# Kindly interpret the status of my application online for me



## jiteng02 (Sep 8, 2010)

Dear All,

In response to my PR application under Skilled Category (there were objections earlier), when I recently checked my status online there was following thing written:

Permanent Residence
We received your application for permanent residence on December 6, 2010.

We reviewed your application and sent you a letter on March 2, 2011. Please consider delays in mail delivery before contacting us.

Your application was reviewed and we started processing on September 29, 2011.

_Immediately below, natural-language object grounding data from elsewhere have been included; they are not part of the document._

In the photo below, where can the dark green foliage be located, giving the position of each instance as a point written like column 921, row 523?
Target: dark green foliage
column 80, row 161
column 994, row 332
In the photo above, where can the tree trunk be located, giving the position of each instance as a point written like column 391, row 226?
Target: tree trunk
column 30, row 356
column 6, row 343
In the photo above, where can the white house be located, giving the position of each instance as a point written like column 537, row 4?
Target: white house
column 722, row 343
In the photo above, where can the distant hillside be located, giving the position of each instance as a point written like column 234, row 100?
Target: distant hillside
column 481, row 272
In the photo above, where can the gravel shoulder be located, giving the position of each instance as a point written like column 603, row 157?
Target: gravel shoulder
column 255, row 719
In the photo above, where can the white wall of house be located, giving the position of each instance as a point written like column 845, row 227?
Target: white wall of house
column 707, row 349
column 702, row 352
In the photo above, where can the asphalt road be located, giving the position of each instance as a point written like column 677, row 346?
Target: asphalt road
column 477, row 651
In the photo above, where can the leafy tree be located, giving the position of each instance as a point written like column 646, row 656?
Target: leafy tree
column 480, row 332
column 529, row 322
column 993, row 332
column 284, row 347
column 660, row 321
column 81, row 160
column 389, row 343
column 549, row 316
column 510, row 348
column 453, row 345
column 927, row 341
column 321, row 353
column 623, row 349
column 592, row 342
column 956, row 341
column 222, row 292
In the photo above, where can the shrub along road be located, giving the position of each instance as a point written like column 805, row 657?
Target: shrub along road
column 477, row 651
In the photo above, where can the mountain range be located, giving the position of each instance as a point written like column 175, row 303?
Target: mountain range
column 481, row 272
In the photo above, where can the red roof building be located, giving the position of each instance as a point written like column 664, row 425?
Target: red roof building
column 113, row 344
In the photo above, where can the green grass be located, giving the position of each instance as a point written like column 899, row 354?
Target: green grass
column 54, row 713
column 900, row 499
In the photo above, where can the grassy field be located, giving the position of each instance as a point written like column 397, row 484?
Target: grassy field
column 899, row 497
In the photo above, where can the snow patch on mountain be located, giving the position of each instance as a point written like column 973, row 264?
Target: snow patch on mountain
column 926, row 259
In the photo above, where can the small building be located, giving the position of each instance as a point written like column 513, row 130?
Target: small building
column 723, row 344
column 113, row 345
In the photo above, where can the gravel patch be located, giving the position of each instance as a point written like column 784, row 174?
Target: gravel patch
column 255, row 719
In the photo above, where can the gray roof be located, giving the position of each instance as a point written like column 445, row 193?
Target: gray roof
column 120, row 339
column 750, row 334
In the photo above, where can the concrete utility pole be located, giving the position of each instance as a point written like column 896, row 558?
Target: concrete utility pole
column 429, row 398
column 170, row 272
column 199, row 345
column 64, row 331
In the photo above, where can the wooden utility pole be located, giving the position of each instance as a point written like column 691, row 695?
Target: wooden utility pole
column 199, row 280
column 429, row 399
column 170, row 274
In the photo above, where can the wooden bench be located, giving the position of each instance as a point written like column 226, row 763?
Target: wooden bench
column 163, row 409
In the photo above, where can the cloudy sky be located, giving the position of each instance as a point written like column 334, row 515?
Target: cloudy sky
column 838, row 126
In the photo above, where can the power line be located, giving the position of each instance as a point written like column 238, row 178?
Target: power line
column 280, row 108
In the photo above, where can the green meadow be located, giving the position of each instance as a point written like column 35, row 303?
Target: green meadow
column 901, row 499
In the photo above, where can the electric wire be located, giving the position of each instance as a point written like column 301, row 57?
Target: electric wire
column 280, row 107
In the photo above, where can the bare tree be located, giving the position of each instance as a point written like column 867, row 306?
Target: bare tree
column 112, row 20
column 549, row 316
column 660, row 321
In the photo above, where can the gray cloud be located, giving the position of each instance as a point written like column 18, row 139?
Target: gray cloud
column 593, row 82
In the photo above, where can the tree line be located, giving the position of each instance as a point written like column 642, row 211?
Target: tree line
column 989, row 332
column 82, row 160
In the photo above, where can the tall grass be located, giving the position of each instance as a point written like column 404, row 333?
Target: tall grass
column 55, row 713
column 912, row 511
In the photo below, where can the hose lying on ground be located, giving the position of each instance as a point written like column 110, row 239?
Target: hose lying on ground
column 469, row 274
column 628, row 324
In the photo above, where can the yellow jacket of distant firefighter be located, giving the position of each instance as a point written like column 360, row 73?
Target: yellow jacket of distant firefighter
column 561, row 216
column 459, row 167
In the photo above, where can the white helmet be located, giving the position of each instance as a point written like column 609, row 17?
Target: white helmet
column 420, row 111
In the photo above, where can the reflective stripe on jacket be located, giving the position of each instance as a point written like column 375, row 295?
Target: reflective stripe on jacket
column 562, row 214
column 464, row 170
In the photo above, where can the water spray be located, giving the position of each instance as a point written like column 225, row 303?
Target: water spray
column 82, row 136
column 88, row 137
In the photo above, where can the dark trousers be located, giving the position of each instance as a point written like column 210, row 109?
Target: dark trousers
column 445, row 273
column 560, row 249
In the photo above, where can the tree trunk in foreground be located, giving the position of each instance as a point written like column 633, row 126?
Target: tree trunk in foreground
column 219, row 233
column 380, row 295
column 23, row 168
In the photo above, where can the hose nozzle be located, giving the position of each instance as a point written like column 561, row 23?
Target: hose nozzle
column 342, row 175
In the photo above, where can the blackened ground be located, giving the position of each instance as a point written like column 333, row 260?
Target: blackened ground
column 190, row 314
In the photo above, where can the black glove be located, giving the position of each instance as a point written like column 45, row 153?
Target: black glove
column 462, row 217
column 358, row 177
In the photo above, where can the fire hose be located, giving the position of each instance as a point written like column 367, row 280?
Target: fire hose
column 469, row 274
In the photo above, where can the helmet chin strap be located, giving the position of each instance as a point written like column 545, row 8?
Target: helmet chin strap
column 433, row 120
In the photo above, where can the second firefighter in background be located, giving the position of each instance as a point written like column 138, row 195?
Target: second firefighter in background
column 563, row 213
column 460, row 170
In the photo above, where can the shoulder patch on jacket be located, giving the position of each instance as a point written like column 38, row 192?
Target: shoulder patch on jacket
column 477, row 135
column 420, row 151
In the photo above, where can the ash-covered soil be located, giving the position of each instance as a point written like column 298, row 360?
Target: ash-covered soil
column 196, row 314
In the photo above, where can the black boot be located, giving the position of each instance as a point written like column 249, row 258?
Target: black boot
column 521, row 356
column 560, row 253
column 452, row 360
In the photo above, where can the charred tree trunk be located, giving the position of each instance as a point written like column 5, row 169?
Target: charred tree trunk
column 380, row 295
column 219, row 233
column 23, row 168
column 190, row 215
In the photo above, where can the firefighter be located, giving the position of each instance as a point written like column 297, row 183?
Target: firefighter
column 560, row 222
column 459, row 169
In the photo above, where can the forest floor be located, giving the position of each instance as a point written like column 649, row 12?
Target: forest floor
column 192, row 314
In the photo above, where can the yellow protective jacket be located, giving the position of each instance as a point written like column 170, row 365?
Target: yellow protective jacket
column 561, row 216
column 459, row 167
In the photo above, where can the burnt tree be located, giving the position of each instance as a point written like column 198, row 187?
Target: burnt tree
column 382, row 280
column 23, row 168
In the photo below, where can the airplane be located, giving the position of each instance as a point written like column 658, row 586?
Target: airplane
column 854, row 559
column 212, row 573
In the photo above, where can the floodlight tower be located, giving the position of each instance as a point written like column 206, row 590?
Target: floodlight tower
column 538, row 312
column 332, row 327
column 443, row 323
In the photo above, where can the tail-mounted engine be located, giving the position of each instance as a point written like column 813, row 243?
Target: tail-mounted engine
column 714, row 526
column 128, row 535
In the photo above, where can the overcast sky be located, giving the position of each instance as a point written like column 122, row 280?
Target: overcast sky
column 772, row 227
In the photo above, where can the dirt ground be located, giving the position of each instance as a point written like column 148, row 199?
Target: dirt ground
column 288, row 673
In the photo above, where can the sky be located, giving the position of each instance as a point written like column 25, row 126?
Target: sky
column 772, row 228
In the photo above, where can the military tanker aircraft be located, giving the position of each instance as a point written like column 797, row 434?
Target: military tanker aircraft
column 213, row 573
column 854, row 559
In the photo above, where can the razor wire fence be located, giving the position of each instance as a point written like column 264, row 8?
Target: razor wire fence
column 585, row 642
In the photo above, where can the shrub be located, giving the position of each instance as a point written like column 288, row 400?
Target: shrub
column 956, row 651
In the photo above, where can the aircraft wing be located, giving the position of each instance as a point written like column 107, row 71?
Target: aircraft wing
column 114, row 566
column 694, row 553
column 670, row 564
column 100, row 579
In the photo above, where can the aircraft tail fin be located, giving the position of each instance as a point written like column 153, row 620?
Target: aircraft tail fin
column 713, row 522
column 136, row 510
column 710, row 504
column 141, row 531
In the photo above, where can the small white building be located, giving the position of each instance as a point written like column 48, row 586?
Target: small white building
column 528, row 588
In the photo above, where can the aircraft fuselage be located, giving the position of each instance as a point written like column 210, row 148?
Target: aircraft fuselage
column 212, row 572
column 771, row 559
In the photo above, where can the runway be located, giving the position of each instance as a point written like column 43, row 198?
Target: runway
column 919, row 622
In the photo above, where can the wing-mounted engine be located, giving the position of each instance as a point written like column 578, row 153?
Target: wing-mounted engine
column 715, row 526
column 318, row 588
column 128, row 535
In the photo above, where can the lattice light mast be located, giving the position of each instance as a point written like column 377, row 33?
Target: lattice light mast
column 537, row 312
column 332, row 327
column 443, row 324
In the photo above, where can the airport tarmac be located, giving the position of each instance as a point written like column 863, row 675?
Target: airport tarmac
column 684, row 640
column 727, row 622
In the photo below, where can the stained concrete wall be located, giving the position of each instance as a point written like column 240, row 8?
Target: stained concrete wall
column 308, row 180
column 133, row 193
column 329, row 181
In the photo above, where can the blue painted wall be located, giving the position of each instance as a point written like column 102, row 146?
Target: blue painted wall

The last line being latest addition.

I am unable to interpret the meaning of the same, positive or negative, coz i have been waiting their reply for last 2 and half months after replying to their one of objections. Please interpret the status for me, I shall be highky grateful.

Thanks in advance.

Jitender Verma


----------



## jiteng02 (Sep 8, 2010)

*The status was IN PROCESS , please reply*

The status was IN PROCESS , please reply



jiteng02 said:


> Dear All,
> 
> In response to my PR application under Skilled Category (there were objections earlier), when I recently checked my status online there was following thing written:
> 
> ...


----------



## G-Mo (Aug 17, 2011)

It means it's left a pile of other applications where it was sitting, has been looked over to make sure there are no glaring omissions and is in the hands of someone to begin the detailed reviewing process...


----------



## Expatinca (Oct 6, 2011)

G-Mo said:


> It means it's left a pile of other applications where it was sitting, has been looked over to make sure there are no glaring omissions and is in the hands of someone to begin the detailed reviewing process...


Precisely. Welcome to bureaucracy. It's left one pile and "graduated" to the next.

You can interpret that positively, in that the corrections you sent in have passed preliminary review and you're on to the next stage. If you've made it this far, I wouldn't worry too much about being rejected. It could still happen, but it's not as likely.

Good luck!


----------



## jiteng02 (Sep 8, 2010)

Thanks @G-Mo and @Explatinca


----------